As organisations race to adopt artificial intelligence, the next phase in Thailand will be shaped less by access to models and more by how quickly companies can connect, process, and govern their own data for use across the organisation, executives from MFEC and Confluent said.
They argued that while many businesses have already experimented with AI, few have yet turned those trials into measurable commercial returns.
“AI may make individuals better at their jobs, but that does not automatically improve the profit and loss statement,” said Siriwat Vongjarukorn, chief executive officer of MFEC. “If data cannot become a weapon, everybody ends up using AI at the same level.”
From MFEC’s perspective, that is the defining issue in Thailand’s AI landscape. Chips, data centres and large language models are increasingly accessible, meaning they no longer offer a durable competitive edge on their own.
What still sets one organisation apart, Siriwat said, is the quality of its data and the knowledge embedded in its people, systems and operations.

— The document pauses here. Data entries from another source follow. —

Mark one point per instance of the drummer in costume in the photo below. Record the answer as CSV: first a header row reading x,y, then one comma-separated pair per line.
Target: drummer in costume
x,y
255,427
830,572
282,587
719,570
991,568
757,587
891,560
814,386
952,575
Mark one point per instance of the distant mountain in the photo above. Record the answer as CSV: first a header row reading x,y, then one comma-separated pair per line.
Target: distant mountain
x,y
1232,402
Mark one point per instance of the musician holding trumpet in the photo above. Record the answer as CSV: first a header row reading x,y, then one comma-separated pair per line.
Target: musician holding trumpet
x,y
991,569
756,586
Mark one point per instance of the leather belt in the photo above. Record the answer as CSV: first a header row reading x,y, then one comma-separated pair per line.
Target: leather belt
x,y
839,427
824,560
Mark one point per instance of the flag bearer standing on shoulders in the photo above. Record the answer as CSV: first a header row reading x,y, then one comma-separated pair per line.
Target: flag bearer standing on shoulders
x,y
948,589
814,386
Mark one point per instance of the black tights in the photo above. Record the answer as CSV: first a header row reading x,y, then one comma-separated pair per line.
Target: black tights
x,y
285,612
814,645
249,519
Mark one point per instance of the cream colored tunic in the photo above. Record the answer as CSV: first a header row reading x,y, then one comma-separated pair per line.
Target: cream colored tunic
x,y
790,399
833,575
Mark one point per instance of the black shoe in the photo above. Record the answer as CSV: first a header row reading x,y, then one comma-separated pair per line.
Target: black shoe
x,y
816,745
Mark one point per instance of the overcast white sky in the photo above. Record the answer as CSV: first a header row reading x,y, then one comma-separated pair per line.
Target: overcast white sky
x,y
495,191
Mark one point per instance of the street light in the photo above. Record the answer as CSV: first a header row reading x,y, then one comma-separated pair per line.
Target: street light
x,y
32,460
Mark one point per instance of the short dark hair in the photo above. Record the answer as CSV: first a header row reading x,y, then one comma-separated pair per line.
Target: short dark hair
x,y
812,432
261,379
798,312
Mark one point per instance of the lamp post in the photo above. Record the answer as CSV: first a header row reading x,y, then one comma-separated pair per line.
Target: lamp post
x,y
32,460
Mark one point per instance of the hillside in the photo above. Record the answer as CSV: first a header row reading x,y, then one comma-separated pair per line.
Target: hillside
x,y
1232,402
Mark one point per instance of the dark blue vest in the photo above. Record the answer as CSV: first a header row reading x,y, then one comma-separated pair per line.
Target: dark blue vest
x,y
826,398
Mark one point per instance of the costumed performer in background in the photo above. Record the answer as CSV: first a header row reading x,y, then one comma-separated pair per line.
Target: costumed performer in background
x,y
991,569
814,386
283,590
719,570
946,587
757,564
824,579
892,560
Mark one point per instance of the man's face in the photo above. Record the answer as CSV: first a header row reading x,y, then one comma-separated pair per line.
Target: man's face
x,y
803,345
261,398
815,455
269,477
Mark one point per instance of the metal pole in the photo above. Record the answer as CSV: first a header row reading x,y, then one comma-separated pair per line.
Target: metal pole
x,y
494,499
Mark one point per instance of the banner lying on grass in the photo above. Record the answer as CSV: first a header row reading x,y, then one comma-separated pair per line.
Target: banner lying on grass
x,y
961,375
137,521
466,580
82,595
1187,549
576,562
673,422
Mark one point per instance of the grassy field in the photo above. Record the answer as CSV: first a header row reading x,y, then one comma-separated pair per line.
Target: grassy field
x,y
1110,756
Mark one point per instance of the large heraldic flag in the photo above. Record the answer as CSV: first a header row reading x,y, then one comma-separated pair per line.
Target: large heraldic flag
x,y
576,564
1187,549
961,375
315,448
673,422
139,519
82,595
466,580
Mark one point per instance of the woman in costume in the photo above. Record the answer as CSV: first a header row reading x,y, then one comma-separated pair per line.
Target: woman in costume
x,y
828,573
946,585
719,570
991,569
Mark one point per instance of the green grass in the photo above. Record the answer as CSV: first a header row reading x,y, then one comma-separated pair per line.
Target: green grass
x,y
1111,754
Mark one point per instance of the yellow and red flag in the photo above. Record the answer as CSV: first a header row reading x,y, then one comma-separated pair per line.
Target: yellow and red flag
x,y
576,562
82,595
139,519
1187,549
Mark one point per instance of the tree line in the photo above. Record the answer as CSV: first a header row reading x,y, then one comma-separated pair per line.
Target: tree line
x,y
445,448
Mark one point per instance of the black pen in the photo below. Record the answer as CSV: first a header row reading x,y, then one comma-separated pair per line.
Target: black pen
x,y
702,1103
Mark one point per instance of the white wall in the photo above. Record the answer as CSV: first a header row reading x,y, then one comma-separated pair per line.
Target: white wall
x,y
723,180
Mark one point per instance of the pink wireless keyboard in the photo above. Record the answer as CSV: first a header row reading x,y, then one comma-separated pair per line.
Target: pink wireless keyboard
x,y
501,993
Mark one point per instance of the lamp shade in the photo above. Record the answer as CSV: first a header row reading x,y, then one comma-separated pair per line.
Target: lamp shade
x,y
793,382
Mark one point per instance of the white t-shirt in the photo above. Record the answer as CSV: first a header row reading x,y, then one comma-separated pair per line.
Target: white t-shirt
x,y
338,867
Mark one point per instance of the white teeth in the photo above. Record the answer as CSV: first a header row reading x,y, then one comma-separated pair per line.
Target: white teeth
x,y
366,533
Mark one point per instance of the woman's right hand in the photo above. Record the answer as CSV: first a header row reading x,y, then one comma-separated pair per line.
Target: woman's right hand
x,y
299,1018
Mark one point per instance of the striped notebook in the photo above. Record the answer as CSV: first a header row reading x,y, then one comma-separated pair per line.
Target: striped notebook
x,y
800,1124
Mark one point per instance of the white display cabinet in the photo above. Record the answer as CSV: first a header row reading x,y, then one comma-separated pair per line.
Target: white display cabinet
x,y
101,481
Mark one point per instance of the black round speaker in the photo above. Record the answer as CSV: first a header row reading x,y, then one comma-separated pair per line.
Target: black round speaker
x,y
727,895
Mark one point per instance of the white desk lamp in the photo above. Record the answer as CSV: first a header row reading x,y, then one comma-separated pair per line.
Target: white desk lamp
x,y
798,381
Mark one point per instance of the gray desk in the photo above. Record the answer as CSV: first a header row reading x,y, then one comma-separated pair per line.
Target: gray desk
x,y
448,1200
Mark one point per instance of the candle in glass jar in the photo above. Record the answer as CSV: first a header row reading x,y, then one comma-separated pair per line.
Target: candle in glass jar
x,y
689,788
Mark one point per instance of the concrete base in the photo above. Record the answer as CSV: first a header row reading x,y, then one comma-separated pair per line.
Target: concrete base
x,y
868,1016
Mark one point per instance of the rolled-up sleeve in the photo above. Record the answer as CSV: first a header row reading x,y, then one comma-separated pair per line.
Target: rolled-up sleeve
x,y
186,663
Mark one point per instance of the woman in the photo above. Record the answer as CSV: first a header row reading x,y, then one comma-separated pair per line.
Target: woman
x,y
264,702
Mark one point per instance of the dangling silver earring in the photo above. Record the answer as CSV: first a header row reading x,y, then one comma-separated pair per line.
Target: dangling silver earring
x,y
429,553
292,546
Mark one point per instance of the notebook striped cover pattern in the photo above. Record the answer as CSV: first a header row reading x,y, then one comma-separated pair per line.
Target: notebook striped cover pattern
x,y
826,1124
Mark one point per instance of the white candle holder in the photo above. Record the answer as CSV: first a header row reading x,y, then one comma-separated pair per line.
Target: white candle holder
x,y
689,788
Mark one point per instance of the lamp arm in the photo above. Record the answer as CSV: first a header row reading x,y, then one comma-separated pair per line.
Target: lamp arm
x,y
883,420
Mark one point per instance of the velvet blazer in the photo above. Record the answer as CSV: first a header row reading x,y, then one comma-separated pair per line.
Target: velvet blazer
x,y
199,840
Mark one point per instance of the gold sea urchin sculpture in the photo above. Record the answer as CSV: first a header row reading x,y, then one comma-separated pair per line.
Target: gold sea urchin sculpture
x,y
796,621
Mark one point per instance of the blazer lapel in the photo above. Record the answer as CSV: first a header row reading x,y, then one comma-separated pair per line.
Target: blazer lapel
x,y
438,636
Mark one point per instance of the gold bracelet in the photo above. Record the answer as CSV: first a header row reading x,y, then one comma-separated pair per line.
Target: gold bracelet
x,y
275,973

MFEC and Confluent said the real opportunity lies in transforming static data into connected, real-time data that can support action the moment conditions change. In their view, information only becomes commercially valuable when it can move instantly from source systems into decisions, workflows and customer interactions.
Using airlines as an example, Kenny Chin, regional director of Southeast Asia and Emerging Markets at Confluent, said AI chatbots may be able to answer questions, but they cannot carry out useful tasks such as changing a flight unless they are connected to live operational systems, including ticketing, seat availability, customer preferences and destination conditions.
“If it is not in real time, I cannot buy you a ticket,” Chin said, noting that by the time a system acts, the seat may already have been taken.
The same logic applies across industries. Siriwat pointed to fraud prevention in finance, where suspicious transactions or mule-account signals must be detected and shared across systems immediately rather than weeks later.
He also cited retail and logistics, where real-time data can support instant price changes, live inventory visibility and faster responses to disruption.
“AI without data is a hollow brain,” Siriwat said, warning that too many companies still treat AI as a promising proof of concept rather than an operational capability that can scale across the business.
Chin said businesses in Thailand are clearly moving into AI, with many firms setting up teams, launching initiatives and issuing mandates. But one weakness continues to surface: the underlying data foundation is often not ready for production use.
Siriwat argued that the challenge in Thailand is not purely technological, but also organisational. Many companies are trying to bolt AI on to old structures and processes, or hand responsibility to a single technology executive, instead of redesigning the business around shared data and a clear strategy.
He said AI will not deliver real value if it remains trapped in silos, duplicated across teams or disconnected from broader business goals.
“The question should not be whether an organisation has an AI strategy,” Siriwat said. “The question is what that AI strategy is.”
He added that once a company has an AI strategy, the person responsible for putting it into practice must understand more than IT or infrastructure. That person, he said, must also understand the structure of the business and be able to explain how data and AI can create a comparative advantage over competitors.
In MFEC’s view, AI must move beyond personal productivity and start driving revenue, reducing risk and strengthening competitiveness at enterprise level.
That is where data streaming platforms come in. According to Chin, data streaming platforms such as Confluent help organisations connect fragmented systems and push updates in real time whenever source data changes, allowing downstream applications and teams to respond immediately.
He said this must be backed by strong governance. Confluent highlighted capabilities such as role-based access control, stream lineage and schema registry to ensure the right people can access the right data, trace where that data travels across the organisation and maintain consistent formats across systems.
Those controls, Chin said, are essential if businesses want to scale real-time AI without creating fresh data chaos.
The growing cooperation between MFEC and Confluent is aimed squarely at this gap in the Thai market.
MFEC is positioning itself as a partner that can help businesses turn AI ambition into operational outcomes, while Confluent sees Thailand as a major market, with especially strong demand from banking and financial services, alongside growing interest from telecoms and retail.
Together, the two companies argue that the future of AI in Thailand will not be decided by the firms with the loudest pilots, but by those that can connect their data, break down silos and act in real time.